Thermo fluid effect of the urea thermal decomposition in a lab-scaled reactor

• Conversion efficiency of reducing agent is investigated under 300 °C.
• Conversion efficiency is closely related with the thermo-fluid dynamics.
• NH3 conversion was larger than that of HNCO unlike a theoretical urea thermolysis.
• Conversion difference of NH3 and HNCO is affected by a convective heat transfer.

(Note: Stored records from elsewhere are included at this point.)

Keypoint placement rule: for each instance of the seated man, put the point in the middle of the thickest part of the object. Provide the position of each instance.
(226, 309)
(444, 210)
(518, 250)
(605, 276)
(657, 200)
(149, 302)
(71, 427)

Urea decomposition in the urea selective catalytic reduction (urea-SCR) system is achieved under a multiphase flow field coexisting with the injected urea solution droplets in the liquid phase, the inflow gas in the gas phase, and solid urea particles. For this reason, urea decomposition is closely connected with thermo-fluid dynamics as well as various chemical reactions. An experimental study was performed to investigate urea decomposition under various thermo-fluid conditions, with different temperatures and velocities of inflow gas, and urea solution quantities. The inflow gas conditions were similar to the exhaust conditions of a large marine engine. A urea solution injector of twin fluid type was designed, as well as a lab-scale exhaust system to control the temperature and velocity of the inflow gas. The spray performance of the designed urea solution injector was almost identical under all the experimental conditions used, so the spray’s effect on the urea decomposition was minimized. The total conversion efficiency considered with both NH3 and HNCO was closely related to the urea injection quantity and convective heat transfer of the inflow gas as well as the temperature of the inflow gas. The conversion efficiency of NH3 was larger than that of HNCO under all experimental conditions, unlike for the theoretical thermolysis reaction. The difference between the conversion efficiency of NH3 and HNCO was affected by convective heat transfer and urea injection quantity as well as the temperature of the inflow gas.